The most-actively traded contract for May delivery fell to 32,220 yuan ($4,849) a metric ton on the Shanghai Futures Exchange. The contract has fallen more than 12 percent since Nov. 11, when China said its October consumer prices rose a more-than-forecast 4.4 percent from a year earlier, prompting the government to further tighten the monetary policy.
China will strictly crack down on the use of loan funds in speculation, hoarding and artificially inflating prices of agricultural products, the China Banking Regulatory Commission said on its website yesterday. China’s cabinet said last week it is also increasing grain supplies and may impose temporary price controls after inflation gained the most since September 2008 and food prices climbed 10.1 percent.
“The banking regulator became the latest government agency joining the crackdown on speculation in the agricultural market,” said Forrest Hu, manager at Shanghai Jinhuicheng International Trade Co.

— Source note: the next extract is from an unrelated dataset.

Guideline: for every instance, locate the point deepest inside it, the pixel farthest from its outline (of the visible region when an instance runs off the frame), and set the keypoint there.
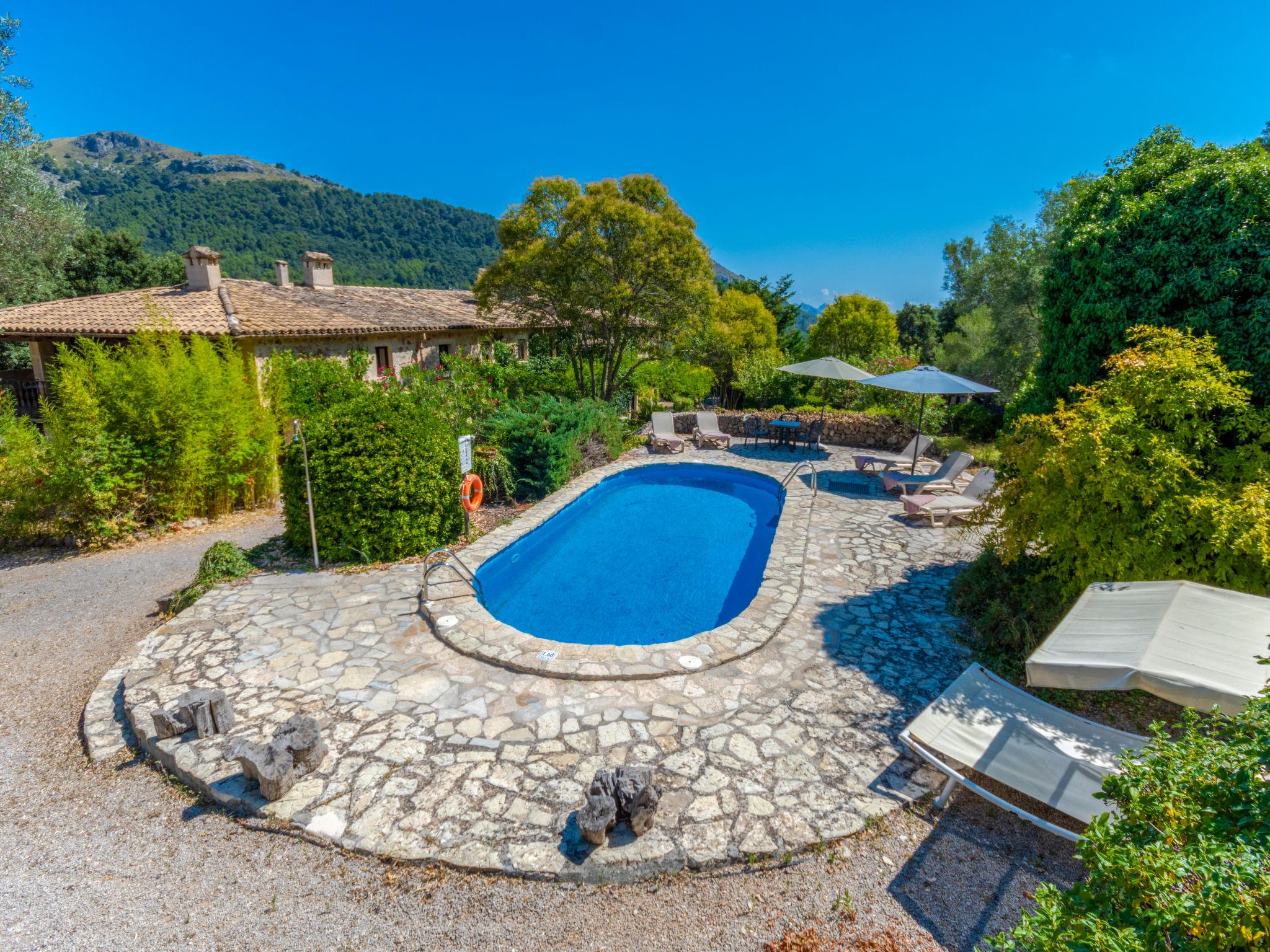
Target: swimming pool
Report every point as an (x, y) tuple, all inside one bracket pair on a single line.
[(649, 555)]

Farm products prices have fallen in the past week since the government’s coordinated efforts to suppress speculation and increase supply by selling government stockpiles of sugar, pork and cooking oil.
Palm oil futures for September delivery on the Dalian Commodity Exchange fell 0.8 percent to 8,488 yuan a ton by the 11:30 a.m. local time break and have dropped almost 12 percent since Nov. 11. Sugar for delivery in the same month dropped 0.2 percent to 6,307 yuan and has fallen 13 percent in the same period.
Rubber also fell because of rising commercial inventories, Hu said. Natural rubber inventoriesrose for an eighth consecutive week to a seven-month high, gaining 705 tons to 60,996 tons, based on a survey of 10 warehouses in Shanghai, Shandong, Yunnan, Hainan and Tianjin, the exchange said on Nov. 19.